When civilian responders showed up on the scene, there was a natural tendency to protect against a sense of role diminishment even though it wasn’t a role the officers particularly wanted in the first place. Yet, as one patrol officer told the researchers, those feelings faded rapidly:

“Very quickly we’re all like, ‘No, why would we fight this? Why would we argue?’ Because this is the right model. It’s what always should have been happening. It’s what we wanted.” 

Or, as the San Francisco police union leadership put the point: 

“Why would you wanna put us in a situation where more than likely we may fail, and if we fail, our failure is epic, right? Our failure is front page news, right?"

2. In Saint Petersburg, Florida, “Anthony Holloway [,] the chief of police, [has] long realized that many officers are sent to address problems that they weren't trained to handle, but there was no other option. That is, until 2021.” 

As Carl Smith reports for Officer.com magazine, which is “law enforcement’s leading source for news,” “at the beginning of that year, the St. Petersburg City Council approved a pilot program allowing dispatchers to send social workers to respond to calls about emergencies such as mental health crises, complaints about the homeless population, truancy or suicide threats.”

Today, the program, which “has also added a juvenile specialist” and takes calls seven days per week from 6 A.M. to 2 A.M., has “helped build trust [with] residents [and is] “popular with police as well.”  

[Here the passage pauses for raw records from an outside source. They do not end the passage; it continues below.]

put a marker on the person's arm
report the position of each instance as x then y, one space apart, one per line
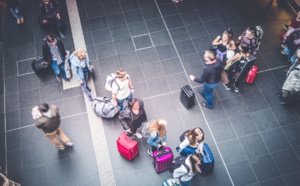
217 41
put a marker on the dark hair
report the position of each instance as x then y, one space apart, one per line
50 38
245 47
193 160
44 107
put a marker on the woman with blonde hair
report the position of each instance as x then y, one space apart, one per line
81 67
158 137
191 142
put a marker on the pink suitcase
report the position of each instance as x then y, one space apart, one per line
162 159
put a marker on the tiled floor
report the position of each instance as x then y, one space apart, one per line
254 139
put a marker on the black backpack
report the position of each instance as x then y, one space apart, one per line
177 162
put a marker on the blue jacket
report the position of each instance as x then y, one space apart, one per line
76 67
154 139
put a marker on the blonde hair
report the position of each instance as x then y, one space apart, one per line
159 126
80 53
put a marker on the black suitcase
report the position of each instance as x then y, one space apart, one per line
187 97
39 65
244 67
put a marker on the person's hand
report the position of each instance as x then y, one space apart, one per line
192 77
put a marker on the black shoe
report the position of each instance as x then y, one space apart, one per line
204 105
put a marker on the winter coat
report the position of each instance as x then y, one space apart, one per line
47 53
49 125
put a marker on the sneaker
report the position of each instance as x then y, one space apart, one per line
150 152
226 86
22 19
69 143
236 89
138 135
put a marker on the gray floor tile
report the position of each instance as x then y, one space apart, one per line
152 70
243 125
222 130
275 140
158 86
12 120
128 60
264 167
161 38
185 47
253 145
227 148
292 132
241 173
120 32
285 115
290 163
252 104
124 46
166 51
234 106
101 36
172 66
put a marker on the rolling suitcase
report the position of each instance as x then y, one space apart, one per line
251 75
39 65
162 159
207 162
127 147
187 97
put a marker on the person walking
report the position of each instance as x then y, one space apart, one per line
184 174
210 78
54 53
50 15
81 67
48 119
158 137
13 6
122 88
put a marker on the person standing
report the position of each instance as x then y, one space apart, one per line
50 15
49 122
81 67
54 53
122 88
210 78
13 6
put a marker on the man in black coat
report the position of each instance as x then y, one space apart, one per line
210 78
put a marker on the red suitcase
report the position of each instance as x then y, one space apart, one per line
127 147
162 159
251 75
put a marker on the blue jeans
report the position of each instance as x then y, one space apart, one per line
59 69
185 183
121 101
15 12
84 85
207 92
291 57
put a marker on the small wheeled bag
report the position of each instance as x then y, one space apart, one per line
38 65
104 107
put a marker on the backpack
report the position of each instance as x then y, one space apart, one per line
177 162
104 107
110 79
259 33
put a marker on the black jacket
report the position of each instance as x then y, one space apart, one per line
211 73
47 53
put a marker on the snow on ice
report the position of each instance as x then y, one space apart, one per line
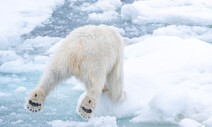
167 73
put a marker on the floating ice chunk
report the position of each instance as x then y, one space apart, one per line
190 123
169 12
95 122
103 17
20 89
4 94
103 5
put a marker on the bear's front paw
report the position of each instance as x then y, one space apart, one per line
87 107
35 101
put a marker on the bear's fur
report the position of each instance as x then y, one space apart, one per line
94 55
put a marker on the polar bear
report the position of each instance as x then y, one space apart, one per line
94 55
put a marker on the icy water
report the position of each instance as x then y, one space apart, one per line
70 16
60 105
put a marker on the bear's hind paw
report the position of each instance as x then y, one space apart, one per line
87 107
35 101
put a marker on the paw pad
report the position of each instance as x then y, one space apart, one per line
86 110
87 107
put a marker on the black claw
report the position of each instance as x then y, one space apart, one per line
33 103
86 110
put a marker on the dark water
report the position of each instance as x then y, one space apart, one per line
70 16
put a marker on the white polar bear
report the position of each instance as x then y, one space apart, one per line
94 55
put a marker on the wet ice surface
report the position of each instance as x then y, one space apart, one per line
167 75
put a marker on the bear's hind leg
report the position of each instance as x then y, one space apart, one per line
88 103
36 100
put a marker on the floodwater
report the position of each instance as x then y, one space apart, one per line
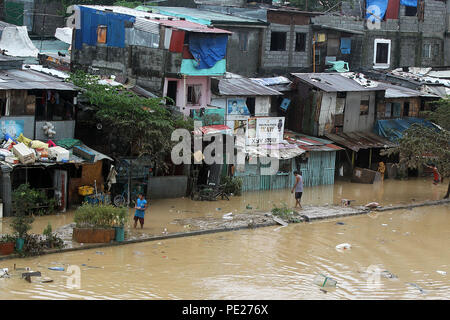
161 213
263 263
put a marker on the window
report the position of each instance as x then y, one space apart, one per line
426 52
278 41
364 106
300 41
243 41
406 109
436 50
410 11
250 102
101 34
382 53
396 108
194 94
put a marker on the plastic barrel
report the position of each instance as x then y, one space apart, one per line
19 244
120 234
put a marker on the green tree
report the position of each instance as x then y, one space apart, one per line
422 145
143 126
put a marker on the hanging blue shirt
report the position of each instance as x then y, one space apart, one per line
140 204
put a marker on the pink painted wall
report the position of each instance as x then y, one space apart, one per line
181 102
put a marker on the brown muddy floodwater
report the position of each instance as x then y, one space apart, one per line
412 245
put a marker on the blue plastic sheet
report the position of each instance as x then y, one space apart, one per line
376 9
91 19
409 3
393 129
346 45
207 49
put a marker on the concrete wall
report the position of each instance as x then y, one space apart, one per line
47 17
167 187
245 63
64 130
288 58
353 121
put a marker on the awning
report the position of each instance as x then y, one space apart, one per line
360 140
393 129
309 143
213 129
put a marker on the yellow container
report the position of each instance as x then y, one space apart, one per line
85 190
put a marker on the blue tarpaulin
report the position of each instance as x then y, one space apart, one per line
346 45
376 9
91 19
408 3
392 129
207 49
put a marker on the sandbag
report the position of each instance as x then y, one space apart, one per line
26 141
36 144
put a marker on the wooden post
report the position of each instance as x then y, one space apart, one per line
353 160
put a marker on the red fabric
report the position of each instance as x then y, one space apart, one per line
392 9
186 53
177 41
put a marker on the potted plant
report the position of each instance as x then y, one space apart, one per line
95 223
7 244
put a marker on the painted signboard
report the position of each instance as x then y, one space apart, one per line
237 106
265 130
11 127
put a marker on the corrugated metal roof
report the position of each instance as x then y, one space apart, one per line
309 143
334 82
360 140
191 26
205 16
29 79
393 91
244 87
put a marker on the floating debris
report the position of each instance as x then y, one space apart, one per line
343 246
324 281
56 268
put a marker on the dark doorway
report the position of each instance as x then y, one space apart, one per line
250 102
172 92
406 109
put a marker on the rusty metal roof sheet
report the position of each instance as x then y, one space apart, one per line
191 26
360 140
309 143
243 87
334 82
17 79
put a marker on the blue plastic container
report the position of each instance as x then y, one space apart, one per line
120 234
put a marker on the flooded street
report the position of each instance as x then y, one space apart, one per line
262 263
162 213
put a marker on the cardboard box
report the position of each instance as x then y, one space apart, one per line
25 154
58 153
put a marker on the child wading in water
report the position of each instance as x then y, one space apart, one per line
141 205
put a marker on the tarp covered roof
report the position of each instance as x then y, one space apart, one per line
242 87
29 79
393 129
309 143
360 140
335 82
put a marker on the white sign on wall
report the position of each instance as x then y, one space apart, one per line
265 130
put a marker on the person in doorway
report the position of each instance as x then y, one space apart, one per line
436 175
298 188
141 205
381 169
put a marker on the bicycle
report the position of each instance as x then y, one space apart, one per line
121 199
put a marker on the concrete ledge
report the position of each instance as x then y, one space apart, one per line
217 230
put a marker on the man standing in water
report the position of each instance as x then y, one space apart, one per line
298 187
141 205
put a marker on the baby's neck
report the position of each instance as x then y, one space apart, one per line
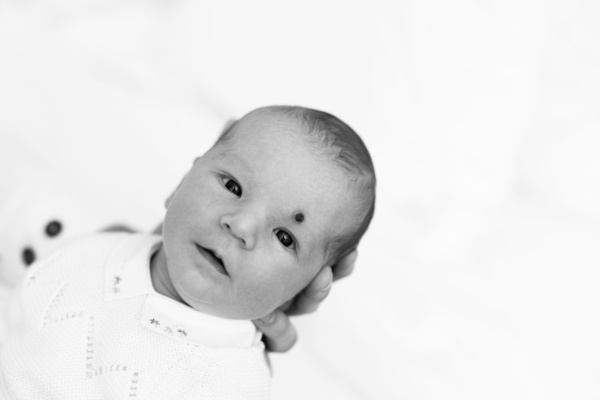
160 276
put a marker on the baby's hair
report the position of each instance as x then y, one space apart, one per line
340 143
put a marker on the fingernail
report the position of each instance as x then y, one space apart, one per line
328 285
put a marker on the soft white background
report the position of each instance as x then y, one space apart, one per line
479 277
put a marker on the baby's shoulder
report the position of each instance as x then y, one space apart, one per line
79 256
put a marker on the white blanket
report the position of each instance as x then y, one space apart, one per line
479 277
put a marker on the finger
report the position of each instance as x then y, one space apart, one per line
311 297
279 335
345 266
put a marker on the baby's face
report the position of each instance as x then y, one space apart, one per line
241 201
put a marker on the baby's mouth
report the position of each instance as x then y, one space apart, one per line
218 263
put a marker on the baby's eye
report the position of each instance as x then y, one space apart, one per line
285 238
233 187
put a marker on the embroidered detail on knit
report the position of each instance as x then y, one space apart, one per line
35 272
155 323
89 348
133 386
63 317
57 296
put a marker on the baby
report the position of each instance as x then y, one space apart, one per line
284 192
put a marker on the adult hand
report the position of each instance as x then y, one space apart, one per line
279 334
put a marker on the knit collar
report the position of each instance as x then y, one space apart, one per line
128 275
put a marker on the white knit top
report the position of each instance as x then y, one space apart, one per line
87 324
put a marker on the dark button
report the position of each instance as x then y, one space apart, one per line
28 256
53 228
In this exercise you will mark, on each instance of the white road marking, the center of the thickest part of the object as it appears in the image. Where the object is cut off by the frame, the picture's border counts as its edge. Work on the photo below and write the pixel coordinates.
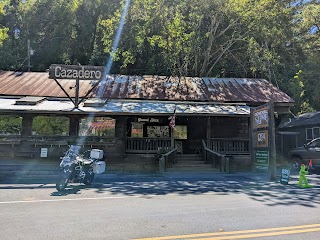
(68, 199)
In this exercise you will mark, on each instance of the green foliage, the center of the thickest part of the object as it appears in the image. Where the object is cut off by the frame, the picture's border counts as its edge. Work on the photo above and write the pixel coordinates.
(10, 124)
(3, 29)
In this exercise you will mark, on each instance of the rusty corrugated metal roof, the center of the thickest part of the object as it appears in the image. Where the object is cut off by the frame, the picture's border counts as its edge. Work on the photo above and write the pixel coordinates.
(148, 87)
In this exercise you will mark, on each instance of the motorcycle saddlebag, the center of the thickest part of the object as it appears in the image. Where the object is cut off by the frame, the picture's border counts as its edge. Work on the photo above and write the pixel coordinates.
(99, 167)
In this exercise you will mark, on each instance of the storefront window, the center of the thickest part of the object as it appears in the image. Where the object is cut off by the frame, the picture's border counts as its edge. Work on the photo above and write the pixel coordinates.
(312, 133)
(180, 132)
(158, 131)
(97, 126)
(137, 130)
(50, 126)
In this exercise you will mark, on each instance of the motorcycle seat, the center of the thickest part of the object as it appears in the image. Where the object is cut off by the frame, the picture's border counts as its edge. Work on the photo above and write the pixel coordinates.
(85, 161)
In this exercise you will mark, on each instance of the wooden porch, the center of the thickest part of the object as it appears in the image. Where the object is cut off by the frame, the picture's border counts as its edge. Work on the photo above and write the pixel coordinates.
(221, 153)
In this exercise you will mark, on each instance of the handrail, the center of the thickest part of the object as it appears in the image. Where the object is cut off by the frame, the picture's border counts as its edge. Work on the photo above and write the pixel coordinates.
(215, 158)
(167, 160)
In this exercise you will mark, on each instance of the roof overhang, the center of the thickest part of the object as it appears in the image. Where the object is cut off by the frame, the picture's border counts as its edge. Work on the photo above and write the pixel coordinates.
(126, 107)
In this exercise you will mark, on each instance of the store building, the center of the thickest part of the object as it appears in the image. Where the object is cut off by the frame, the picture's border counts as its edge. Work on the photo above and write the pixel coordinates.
(129, 118)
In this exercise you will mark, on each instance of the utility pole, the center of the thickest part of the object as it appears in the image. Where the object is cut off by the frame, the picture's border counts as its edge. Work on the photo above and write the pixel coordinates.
(29, 54)
(29, 60)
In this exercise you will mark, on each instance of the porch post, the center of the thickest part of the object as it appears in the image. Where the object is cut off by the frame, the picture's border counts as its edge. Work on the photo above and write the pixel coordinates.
(27, 120)
(208, 131)
(74, 125)
(121, 134)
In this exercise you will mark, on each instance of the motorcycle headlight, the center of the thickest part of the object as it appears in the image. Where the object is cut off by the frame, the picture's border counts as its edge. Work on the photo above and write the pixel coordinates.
(66, 161)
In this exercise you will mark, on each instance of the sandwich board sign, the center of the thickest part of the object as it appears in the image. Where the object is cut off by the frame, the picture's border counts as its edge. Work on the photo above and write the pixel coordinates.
(285, 175)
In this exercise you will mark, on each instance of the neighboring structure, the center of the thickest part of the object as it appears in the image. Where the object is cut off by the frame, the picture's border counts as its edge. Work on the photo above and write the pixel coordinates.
(211, 116)
(297, 131)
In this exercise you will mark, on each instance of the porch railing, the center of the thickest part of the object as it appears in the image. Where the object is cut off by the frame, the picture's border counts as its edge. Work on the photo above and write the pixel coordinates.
(147, 145)
(217, 160)
(170, 158)
(230, 145)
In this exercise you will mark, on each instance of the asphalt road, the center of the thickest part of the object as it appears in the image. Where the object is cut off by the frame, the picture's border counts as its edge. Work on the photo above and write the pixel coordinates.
(153, 208)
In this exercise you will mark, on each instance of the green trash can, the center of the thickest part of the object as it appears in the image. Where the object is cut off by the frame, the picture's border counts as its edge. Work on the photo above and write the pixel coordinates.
(285, 176)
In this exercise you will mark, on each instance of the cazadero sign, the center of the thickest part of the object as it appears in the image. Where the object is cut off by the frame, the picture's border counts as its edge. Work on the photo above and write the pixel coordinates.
(57, 71)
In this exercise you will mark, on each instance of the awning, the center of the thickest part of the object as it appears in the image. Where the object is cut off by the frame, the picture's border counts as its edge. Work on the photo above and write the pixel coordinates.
(127, 107)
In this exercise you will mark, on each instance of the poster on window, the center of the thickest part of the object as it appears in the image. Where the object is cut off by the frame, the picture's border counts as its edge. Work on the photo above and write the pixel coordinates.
(137, 129)
(158, 131)
(262, 139)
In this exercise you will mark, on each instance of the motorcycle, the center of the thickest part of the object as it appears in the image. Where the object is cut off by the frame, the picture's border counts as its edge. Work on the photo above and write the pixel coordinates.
(76, 168)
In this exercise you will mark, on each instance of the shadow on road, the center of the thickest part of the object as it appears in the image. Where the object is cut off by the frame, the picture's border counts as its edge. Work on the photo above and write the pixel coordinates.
(269, 193)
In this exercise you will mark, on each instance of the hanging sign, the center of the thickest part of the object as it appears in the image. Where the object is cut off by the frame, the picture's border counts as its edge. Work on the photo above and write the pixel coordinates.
(76, 72)
(44, 152)
(260, 118)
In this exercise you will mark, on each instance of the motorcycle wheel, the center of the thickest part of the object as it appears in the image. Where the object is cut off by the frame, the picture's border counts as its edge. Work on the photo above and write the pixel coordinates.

In a slide deck used to educate community members and officers alike about the civilian responder program, Chief Holloway has a slide that visualizes how police officers are asked to wear too many hats:

Thus, as Chief Holloway told the news outlet, “you still need law enforcement out there to protect people[,] but you need people to help those going through a crisis who can do better than law enforcement.” That’s why police officers “don’t want to see this go away,” they know “they’re not trained as well as the navigators in handling some of these situations.”

3. In Northwest Louisiana, “mobile teams of civilian mental health professionals will begin responding to emergency calls reporting mental health emergencies across nine parishes, Brendan Heffernan reports for The Advocate. The teams will start “replacing law enforcement officers on some mental health crisis calls, a setup that mental health experts hope will lead to better outcomes across the board.”

Heffernan illustrates the need for better outcomes because explaining that “mental health crisis calls that Shreveport police officers have responded to historically have often ended with the person in crisis hospitalized, a traumatic outcome that may not be the most appropriate level of care for them to receive.” By contrast, “civilian crisis response teams will be able to connect mentally ill people with a wider range of resources.” 

Here’s the upshot of this shift, as Louisiana State University Medical School’s Laura Baxter told the news outlet: 

“By using resources in a more strategic way we save additional distress and harm being done to the individual who's needing some help …. You can imagine, if your employment is disrupted for 10 to 14 days because of the hospitalization, you don't have a job when you come out. So, we haven't solved your problem, we've just caused more.”

If you had to find one person to credit for the creation of the mobile crisis team, one could do worse than picking Lieutenant Amy Bowman from the Shreveport Police Department, who “has been a driving force for reshaping how area law enforcement will collaborate with the mental health system.”

“Our goal is to have no wrong door,” Bowman told The Advocate:

“If somebody needs help, we’re going to get the right response and get people the care that they need … we’ll do a risk assessment so we send the appropriate response, because it may not always be law enforcement …  We had to kind of blend perspectives to come up with what the better practices are and how they could benefit the residents here.”